The corporate regulator has given financial services firms an extra seven months to update their disclosure documents to meet new requirements introduced when the AFCA regime commences in November.
ASIC has granted disclosure relief to financial firms, including superannuation funds, until 1 July 2019 to give them time to update their disclosure documents with the contact details of the Australian Financial Complaints Authority (AFCA).
AFCA is the new 'one-stop shop' external dispute resolution body (EDR) that will replace FOS, CIO and the Superannuation Complaints Tribunal on 1 November 2018.
The new body received authorisation from the government on 3 May 2018 and will be chaired by former Liberal frontbencher Helen Coonan.
Under the new regime, ASIC will require financial firms to inform their clients about AFCA's new details by 1 November 2018.
The disclosure relief announced on 31 May 2018 will give affected firms an additional seven months (until 1 July 2019) to update their EDR details to refer to AFCA.

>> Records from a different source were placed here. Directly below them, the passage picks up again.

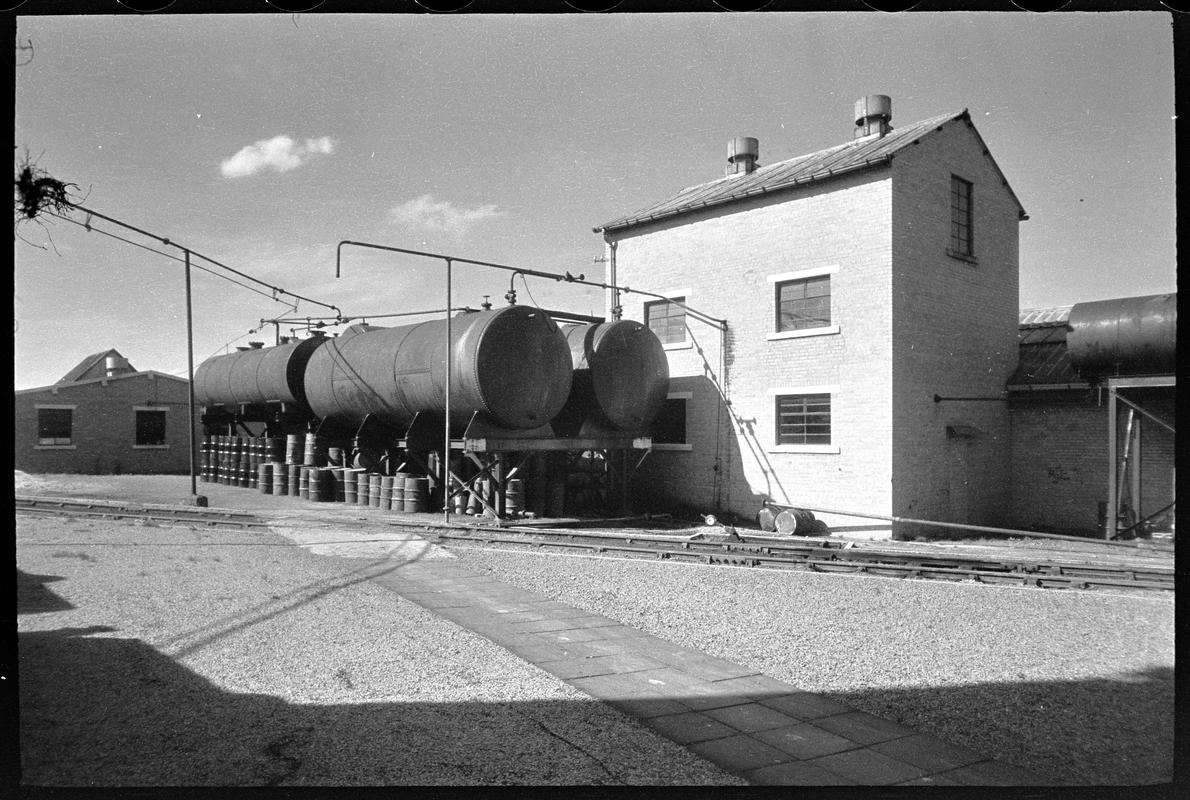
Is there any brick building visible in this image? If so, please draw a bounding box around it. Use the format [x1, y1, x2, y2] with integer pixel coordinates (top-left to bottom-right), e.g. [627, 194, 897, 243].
[1008, 298, 1176, 537]
[595, 97, 1027, 537]
[15, 349, 197, 474]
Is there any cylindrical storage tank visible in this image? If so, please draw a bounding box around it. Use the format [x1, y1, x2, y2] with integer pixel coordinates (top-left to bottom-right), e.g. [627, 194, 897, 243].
[774, 508, 815, 535]
[1067, 294, 1176, 376]
[258, 462, 273, 494]
[272, 462, 288, 496]
[193, 336, 326, 412]
[404, 477, 430, 513]
[558, 320, 669, 432]
[303, 307, 573, 431]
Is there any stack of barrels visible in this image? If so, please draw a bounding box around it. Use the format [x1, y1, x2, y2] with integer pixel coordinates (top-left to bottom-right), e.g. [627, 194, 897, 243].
[197, 431, 443, 514]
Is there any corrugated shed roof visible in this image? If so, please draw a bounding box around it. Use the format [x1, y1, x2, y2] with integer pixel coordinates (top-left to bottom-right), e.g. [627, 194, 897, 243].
[1008, 309, 1086, 388]
[1018, 305, 1073, 327]
[596, 109, 1026, 233]
[57, 349, 128, 383]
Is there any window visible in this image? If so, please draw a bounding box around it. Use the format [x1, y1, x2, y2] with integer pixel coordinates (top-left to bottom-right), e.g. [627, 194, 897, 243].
[775, 394, 831, 446]
[645, 297, 687, 345]
[135, 409, 167, 446]
[776, 275, 831, 332]
[37, 407, 74, 446]
[652, 398, 687, 444]
[950, 175, 974, 258]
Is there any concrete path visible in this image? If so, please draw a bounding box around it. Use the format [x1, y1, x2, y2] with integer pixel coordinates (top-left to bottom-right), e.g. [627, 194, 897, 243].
[371, 558, 1048, 786]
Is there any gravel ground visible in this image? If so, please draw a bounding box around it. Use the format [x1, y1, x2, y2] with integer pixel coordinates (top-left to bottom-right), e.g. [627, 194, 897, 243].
[16, 513, 743, 786]
[452, 547, 1175, 785]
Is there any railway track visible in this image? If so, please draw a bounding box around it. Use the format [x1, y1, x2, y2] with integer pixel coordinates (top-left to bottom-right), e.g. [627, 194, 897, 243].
[17, 496, 1174, 593]
[14, 496, 271, 531]
[421, 526, 1176, 593]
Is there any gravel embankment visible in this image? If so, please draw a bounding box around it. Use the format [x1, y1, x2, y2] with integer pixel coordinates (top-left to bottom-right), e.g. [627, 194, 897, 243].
[453, 548, 1174, 785]
[16, 514, 743, 786]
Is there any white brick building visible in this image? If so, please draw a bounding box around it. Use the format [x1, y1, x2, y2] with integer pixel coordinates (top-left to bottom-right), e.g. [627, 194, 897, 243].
[595, 98, 1026, 538]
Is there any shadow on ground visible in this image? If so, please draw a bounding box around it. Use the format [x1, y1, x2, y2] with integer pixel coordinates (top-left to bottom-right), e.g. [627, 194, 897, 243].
[16, 619, 1173, 787]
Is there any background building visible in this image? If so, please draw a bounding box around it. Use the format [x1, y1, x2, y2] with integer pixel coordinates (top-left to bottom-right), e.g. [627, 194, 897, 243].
[15, 349, 196, 475]
[597, 96, 1027, 537]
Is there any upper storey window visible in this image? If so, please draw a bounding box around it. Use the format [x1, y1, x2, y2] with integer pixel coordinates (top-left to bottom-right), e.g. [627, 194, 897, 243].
[950, 175, 974, 259]
[645, 297, 687, 345]
[776, 275, 831, 332]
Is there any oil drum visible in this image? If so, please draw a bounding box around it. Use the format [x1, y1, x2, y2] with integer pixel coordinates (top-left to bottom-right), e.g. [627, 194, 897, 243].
[404, 477, 429, 513]
[757, 506, 778, 532]
[506, 478, 525, 516]
[258, 462, 273, 494]
[272, 462, 288, 496]
[774, 508, 815, 535]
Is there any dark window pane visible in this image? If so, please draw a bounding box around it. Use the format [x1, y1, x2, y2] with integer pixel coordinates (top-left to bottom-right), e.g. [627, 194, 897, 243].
[652, 398, 687, 444]
[136, 410, 167, 446]
[645, 297, 687, 344]
[37, 408, 72, 445]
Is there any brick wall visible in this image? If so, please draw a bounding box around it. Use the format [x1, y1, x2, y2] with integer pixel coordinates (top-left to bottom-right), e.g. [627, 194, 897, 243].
[15, 374, 198, 474]
[890, 119, 1021, 532]
[610, 169, 896, 527]
[1008, 391, 1175, 535]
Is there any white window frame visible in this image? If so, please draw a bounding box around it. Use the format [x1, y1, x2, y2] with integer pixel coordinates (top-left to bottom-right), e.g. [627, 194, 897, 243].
[133, 406, 170, 449]
[644, 287, 693, 351]
[652, 391, 693, 451]
[765, 385, 840, 454]
[35, 404, 78, 449]
[767, 266, 840, 341]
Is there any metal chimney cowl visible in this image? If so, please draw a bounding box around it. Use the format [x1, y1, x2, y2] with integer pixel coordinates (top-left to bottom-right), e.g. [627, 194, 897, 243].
[854, 95, 893, 139]
[726, 137, 759, 177]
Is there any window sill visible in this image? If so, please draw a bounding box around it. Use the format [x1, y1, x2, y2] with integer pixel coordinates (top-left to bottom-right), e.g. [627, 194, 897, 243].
[652, 443, 693, 451]
[767, 444, 840, 454]
[661, 341, 693, 351]
[766, 325, 840, 342]
[35, 444, 77, 450]
[946, 249, 978, 266]
[133, 444, 170, 450]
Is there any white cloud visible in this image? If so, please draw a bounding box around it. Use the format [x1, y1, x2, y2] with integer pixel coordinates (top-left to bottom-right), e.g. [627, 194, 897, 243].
[219, 135, 336, 178]
[388, 194, 505, 235]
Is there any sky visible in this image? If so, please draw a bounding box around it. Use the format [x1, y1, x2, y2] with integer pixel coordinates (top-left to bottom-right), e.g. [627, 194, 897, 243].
[13, 12, 1176, 390]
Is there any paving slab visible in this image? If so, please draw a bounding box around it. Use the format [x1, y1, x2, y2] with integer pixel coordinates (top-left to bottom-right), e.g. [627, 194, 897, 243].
[369, 559, 1047, 786]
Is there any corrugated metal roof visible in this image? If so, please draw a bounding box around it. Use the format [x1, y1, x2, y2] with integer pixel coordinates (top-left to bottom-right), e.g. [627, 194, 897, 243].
[1018, 305, 1073, 327]
[57, 349, 126, 383]
[596, 109, 1026, 233]
[1008, 312, 1086, 388]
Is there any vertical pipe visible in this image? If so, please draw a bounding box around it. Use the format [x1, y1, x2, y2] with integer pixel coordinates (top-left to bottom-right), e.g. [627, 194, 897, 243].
[444, 258, 452, 524]
[1107, 386, 1117, 539]
[1131, 416, 1142, 525]
[184, 250, 197, 498]
[608, 240, 620, 320]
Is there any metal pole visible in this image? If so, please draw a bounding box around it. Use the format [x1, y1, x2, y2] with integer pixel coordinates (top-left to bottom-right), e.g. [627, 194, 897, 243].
[1107, 386, 1118, 540]
[184, 250, 198, 499]
[444, 258, 452, 524]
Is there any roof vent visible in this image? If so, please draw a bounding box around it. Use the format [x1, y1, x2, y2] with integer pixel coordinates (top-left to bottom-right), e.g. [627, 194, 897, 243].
[854, 95, 893, 139]
[726, 137, 759, 176]
[248, 341, 265, 349]
[104, 354, 132, 376]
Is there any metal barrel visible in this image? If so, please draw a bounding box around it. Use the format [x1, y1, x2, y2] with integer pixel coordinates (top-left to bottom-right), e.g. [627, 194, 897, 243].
[331, 467, 346, 502]
[452, 491, 467, 514]
[285, 434, 302, 464]
[404, 477, 429, 513]
[257, 462, 273, 494]
[505, 478, 525, 516]
[357, 473, 373, 507]
[266, 437, 286, 462]
[380, 476, 395, 510]
[757, 506, 779, 532]
[308, 468, 325, 502]
[288, 464, 300, 497]
[272, 462, 288, 496]
[369, 474, 382, 508]
[466, 484, 481, 515]
[304, 433, 326, 467]
[391, 472, 413, 511]
[343, 468, 363, 504]
[327, 447, 344, 467]
[299, 466, 311, 499]
[774, 507, 815, 535]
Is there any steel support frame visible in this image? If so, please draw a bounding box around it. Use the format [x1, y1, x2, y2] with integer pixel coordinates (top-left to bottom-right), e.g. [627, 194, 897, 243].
[1105, 375, 1175, 540]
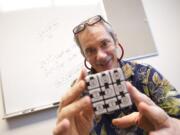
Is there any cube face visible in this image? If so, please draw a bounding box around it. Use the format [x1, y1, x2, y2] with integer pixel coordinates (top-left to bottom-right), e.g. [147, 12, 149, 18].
[118, 94, 132, 108]
[105, 98, 119, 112]
[93, 101, 106, 115]
[113, 81, 127, 96]
[86, 75, 99, 89]
[110, 68, 125, 83]
[85, 68, 132, 116]
[98, 71, 111, 86]
[101, 85, 115, 99]
[89, 88, 102, 102]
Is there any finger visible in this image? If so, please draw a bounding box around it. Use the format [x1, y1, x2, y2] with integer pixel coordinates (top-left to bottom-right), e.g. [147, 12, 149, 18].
[53, 119, 70, 135]
[64, 96, 91, 115]
[60, 80, 86, 109]
[149, 131, 159, 135]
[126, 82, 155, 106]
[78, 111, 94, 130]
[112, 112, 139, 128]
[59, 68, 87, 110]
[76, 68, 88, 82]
[81, 106, 94, 123]
[70, 68, 88, 87]
[58, 96, 91, 122]
[138, 102, 169, 129]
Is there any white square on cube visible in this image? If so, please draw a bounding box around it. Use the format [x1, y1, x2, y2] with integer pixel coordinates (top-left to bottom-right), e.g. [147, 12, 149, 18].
[113, 81, 127, 96]
[98, 71, 111, 86]
[93, 101, 107, 115]
[105, 97, 119, 112]
[101, 84, 115, 99]
[86, 74, 99, 89]
[89, 88, 103, 102]
[110, 68, 125, 82]
[118, 94, 132, 108]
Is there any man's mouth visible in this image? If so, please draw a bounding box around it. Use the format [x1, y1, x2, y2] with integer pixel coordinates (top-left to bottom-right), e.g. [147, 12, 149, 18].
[97, 56, 112, 67]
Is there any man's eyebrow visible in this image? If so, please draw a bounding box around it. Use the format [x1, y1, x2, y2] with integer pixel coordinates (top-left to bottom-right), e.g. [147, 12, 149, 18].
[100, 38, 111, 43]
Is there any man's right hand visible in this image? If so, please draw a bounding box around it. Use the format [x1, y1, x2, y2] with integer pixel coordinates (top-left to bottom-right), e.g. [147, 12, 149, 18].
[53, 69, 94, 135]
[112, 82, 180, 135]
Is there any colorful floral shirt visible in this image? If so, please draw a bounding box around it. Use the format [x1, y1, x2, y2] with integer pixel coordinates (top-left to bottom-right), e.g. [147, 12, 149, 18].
[89, 60, 180, 135]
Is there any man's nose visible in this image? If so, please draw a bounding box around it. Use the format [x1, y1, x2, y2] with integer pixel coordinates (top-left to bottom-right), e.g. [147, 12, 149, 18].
[96, 49, 107, 60]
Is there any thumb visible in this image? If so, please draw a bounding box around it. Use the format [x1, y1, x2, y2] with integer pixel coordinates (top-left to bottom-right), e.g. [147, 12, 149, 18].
[149, 129, 168, 135]
[126, 82, 155, 106]
[138, 102, 169, 130]
[53, 119, 70, 135]
[112, 112, 139, 128]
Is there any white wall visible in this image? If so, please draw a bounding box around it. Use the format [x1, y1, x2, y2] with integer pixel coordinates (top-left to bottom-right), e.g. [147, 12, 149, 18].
[141, 0, 180, 91]
[0, 0, 180, 135]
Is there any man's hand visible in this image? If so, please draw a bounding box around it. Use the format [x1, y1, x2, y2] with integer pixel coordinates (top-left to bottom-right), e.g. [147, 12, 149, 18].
[112, 82, 180, 135]
[53, 69, 94, 135]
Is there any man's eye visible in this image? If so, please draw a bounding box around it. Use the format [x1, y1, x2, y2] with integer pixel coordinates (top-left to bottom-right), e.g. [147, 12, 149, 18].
[86, 48, 96, 56]
[102, 41, 110, 48]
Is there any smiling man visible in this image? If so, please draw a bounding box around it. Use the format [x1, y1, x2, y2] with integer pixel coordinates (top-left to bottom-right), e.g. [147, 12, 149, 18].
[76, 23, 119, 72]
[53, 15, 180, 135]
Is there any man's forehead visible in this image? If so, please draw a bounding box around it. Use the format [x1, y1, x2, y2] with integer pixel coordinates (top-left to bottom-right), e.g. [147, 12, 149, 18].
[78, 25, 111, 46]
[78, 23, 108, 38]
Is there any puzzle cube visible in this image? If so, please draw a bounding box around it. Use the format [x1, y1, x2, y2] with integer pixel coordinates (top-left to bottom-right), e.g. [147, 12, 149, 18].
[85, 68, 132, 116]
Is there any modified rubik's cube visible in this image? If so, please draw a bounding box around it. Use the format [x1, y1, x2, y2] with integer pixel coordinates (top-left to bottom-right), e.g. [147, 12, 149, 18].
[85, 68, 132, 116]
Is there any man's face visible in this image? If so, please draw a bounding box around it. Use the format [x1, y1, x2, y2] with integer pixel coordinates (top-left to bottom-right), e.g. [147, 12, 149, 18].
[77, 24, 119, 72]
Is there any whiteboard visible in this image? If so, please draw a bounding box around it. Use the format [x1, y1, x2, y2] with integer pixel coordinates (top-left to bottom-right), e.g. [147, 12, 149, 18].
[0, 0, 157, 118]
[0, 2, 106, 118]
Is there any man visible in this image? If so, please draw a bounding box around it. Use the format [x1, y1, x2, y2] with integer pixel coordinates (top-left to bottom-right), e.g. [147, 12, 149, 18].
[53, 15, 180, 135]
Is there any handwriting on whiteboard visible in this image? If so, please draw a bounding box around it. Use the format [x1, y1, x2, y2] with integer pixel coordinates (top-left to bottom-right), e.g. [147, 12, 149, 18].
[40, 45, 83, 88]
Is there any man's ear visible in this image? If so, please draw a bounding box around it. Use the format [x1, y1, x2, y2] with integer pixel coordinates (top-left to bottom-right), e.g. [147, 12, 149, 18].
[113, 33, 119, 44]
[113, 33, 120, 54]
[115, 45, 120, 59]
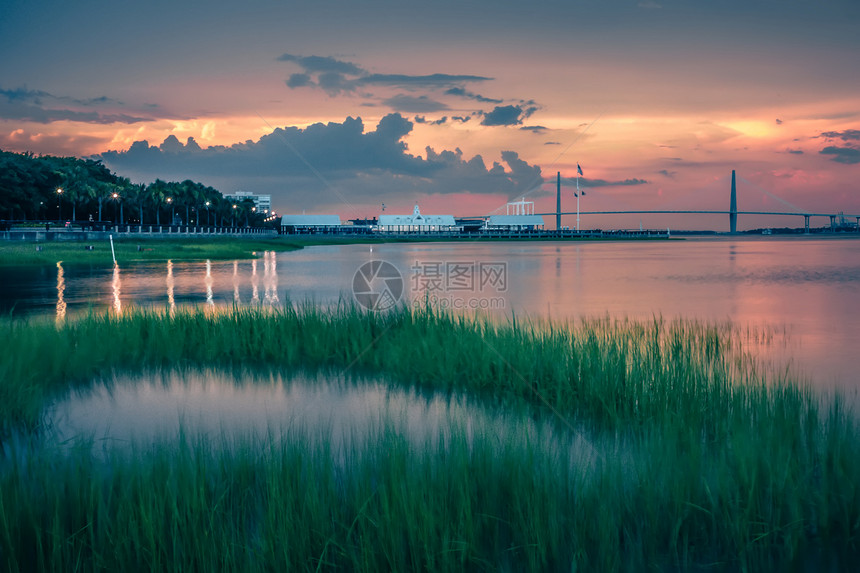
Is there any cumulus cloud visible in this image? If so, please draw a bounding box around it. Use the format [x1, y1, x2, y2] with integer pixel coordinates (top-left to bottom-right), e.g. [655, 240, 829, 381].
[0, 86, 152, 124]
[99, 113, 543, 208]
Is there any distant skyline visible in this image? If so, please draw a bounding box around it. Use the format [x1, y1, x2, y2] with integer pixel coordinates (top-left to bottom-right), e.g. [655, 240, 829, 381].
[2, 0, 859, 229]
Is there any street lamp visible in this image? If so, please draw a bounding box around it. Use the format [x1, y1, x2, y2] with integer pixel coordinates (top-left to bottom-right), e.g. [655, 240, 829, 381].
[205, 200, 211, 227]
[166, 197, 174, 225]
[56, 188, 64, 222]
[232, 204, 237, 228]
[111, 192, 120, 225]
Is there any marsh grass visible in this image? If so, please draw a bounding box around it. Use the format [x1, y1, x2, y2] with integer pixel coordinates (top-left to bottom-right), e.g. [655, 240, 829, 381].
[1, 305, 859, 571]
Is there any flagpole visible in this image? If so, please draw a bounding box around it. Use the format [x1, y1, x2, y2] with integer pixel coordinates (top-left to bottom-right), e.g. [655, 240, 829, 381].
[576, 174, 580, 231]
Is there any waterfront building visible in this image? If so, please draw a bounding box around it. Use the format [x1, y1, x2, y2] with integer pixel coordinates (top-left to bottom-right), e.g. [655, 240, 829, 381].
[226, 191, 272, 214]
[280, 214, 342, 233]
[377, 204, 458, 232]
[486, 198, 544, 230]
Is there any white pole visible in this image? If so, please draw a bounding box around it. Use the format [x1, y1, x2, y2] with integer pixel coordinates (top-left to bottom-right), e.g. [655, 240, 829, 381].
[576, 175, 580, 231]
[109, 234, 116, 265]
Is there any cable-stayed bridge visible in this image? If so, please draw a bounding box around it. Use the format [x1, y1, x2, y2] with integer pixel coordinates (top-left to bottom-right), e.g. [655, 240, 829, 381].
[535, 170, 860, 232]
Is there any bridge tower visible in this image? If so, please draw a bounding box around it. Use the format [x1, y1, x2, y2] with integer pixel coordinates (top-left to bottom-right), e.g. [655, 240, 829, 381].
[729, 170, 738, 233]
[556, 172, 561, 230]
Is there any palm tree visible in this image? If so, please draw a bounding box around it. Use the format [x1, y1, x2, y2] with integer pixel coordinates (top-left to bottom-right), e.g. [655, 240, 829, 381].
[148, 180, 168, 225]
[124, 183, 147, 225]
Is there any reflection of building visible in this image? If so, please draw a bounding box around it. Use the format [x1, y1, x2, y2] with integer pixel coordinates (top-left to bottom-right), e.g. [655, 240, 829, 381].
[377, 204, 458, 232]
[486, 199, 544, 230]
[226, 191, 272, 213]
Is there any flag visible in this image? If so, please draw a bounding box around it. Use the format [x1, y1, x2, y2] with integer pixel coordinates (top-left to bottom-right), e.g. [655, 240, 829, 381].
[577, 163, 583, 176]
[573, 192, 578, 198]
[581, 190, 586, 196]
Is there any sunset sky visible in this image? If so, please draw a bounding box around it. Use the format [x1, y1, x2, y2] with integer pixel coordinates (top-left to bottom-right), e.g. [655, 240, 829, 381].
[2, 0, 859, 230]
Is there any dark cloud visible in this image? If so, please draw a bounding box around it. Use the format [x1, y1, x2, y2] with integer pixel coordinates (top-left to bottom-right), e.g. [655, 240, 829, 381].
[501, 150, 542, 191]
[99, 113, 543, 208]
[276, 53, 364, 75]
[544, 141, 561, 145]
[359, 73, 491, 89]
[560, 176, 650, 187]
[520, 126, 547, 133]
[820, 146, 860, 164]
[278, 53, 492, 97]
[785, 148, 804, 155]
[414, 116, 448, 125]
[286, 73, 312, 88]
[277, 54, 544, 130]
[317, 72, 352, 95]
[658, 169, 676, 178]
[444, 87, 502, 104]
[481, 105, 526, 126]
[0, 87, 123, 107]
[383, 94, 448, 113]
[775, 118, 783, 125]
[0, 86, 152, 124]
[819, 129, 860, 141]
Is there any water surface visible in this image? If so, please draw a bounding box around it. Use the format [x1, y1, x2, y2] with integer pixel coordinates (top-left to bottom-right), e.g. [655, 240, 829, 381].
[1, 237, 858, 389]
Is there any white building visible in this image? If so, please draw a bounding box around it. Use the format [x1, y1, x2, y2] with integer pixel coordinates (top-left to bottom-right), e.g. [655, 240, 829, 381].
[377, 204, 458, 232]
[486, 198, 544, 230]
[280, 214, 342, 231]
[226, 191, 272, 214]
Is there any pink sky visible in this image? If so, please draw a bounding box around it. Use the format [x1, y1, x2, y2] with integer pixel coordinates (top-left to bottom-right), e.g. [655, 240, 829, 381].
[2, 0, 858, 230]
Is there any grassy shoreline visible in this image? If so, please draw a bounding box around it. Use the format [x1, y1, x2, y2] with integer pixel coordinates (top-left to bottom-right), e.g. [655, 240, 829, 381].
[1, 305, 858, 571]
[0, 236, 470, 266]
[0, 237, 306, 266]
[0, 234, 678, 267]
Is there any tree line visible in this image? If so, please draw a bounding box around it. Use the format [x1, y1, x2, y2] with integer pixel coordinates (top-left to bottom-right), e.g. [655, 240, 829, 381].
[0, 149, 269, 227]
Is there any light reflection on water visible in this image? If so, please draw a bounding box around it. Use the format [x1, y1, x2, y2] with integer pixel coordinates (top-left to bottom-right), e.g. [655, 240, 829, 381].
[111, 263, 121, 314]
[1, 239, 858, 390]
[55, 261, 66, 323]
[166, 259, 175, 314]
[39, 369, 597, 469]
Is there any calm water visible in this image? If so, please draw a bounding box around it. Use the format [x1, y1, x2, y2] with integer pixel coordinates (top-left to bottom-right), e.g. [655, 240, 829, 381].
[1, 237, 858, 390]
[37, 370, 594, 465]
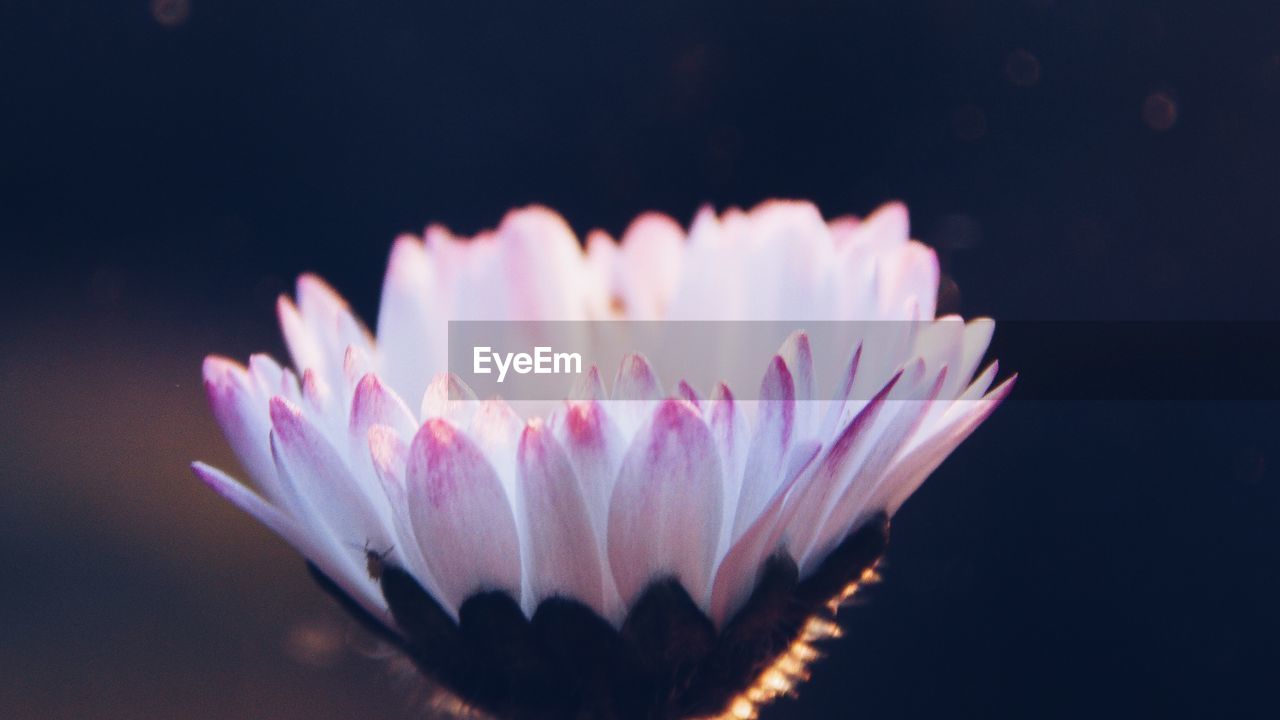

Firms will have to update their disclosure documents, periodic statements and exit statements.
In addition, financial companies will not have to issue significant event notifications under s1017B of the Corporations Act associated with the transition to AFCA under the ASIC relief.
ASIC has also amended Regulatory Guide 165 'Licensing: Internal and external dispute resolution' to require information about predecessor schemes and AFCA to be provided to complainants from 21 September 2018.
"ASIC will continue to work with all EDR scheme stakeholders to ensure that the transition to AFCA is as smooth as possible for both financial firms and consumers," the regulator said in a statement.